François LACHENAL (1918-1997)
Né en 1918 dans une famille de la bourgeoisie genevoise, François Lachenal affirme rapidement des opinions de gauche et se signale par quelques coups d’éclats, ce qui n’est pas sans poser certains problèmes à son père, membre du parti radical. Ce dernier finit par envoyer son fils au Collège de Lausanne. C’est là qu’il rencontre Edmond Gilliard, qui devient son maître à penser. Un maître à penser à qui il destinera la revue Traits, qu’il crée fin 1940 avec un groupe d’anciens étudiants de ce dernier. Il y expose cinq années durant ses idéaux de liberté, de justice sociale, et ne manque jamais de critiquer la politique menée par les autorités. Dès 1942, son poste à la légation de Vichy lui permet de jouer le rôle de passeur pour les écrivains résistants français. Leurs textes sont publiés dans Traits ou aux Editions des Trois Collines, dont Lachenal est l’animateur dès 1943. Sa mission en France terminée à l’octobre 1944, il se rend en Allemagne, où il est attaché à la division des intérêts étrangers. A la fin de la guerre, il s’active, sans beaucoup de succès, à tenter de sortir l’Allemagne de son isolement politique et culturel. Sa carrière rebondit en 1953, date à laquelle il entre au conseil de direction des laboratoires pharmaceutiques Boehringer, à Ingelheim. C’est dans la petite ville rhénane qu’il fonde et dirige les « Journées internationales ».

Daniel SIMOND (1904-1973)
Elève de Gilliard, il suit les canons esthétiques définis par son maître. Simond croit à l’autonomisation de l’art et prône une politique plus « éthique ». Dans les années 1930, il participe à plusieurs revues tant littéraires que politiques, tout en enseignant au Collège puis au Gymnase. Il fonde et dirige la revue Suisse romande (1937-1939) dans laquelle il défend des positions humanistes. Avant et durant la Seconde Guerre, il entretient de multiples contacts avec les écrivains français et joue le rôle de médiateur entre divers milieux intellectuels suisses romands. Parallèlement, il anime des chroniques radiophoniques consacrées à la littérature et à la musique.
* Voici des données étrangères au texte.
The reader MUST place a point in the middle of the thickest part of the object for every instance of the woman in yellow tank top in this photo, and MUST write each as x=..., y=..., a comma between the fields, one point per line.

Gilbert TROLLIET (1907-1980)
Gilbert Trolliet suit l’enseignement de Gilliard puis fait des études de Lettres. Il part à Paris, où il dirige la revue Raison d’être entre 1929 et 1931. De retour en Suisse, il contribue régulièrement à diverses revues romandes. Il fonde en 1932 la revue littéraire et politique Présence avec Jean Descoullayes. Trolliet se consacre après guerre à la poésie. Une poésie de facture classique d’abord marquée par le surréalisme et l’existentialisme, avant de sombrer dans le pessimisme.

Alfred WILD (1899-1976)
Alfred Wild enseigne le latin et le grec au Collège d’Aigle durant quarante ans, jusqu’en 1962. Elève de Gilliard, il perpétue son héritage en collaborant à de nombreux journaux et revues durant l’entre-deux-guerres. Il est en outre l’un des animateurs de la Société des Belles-Lettres.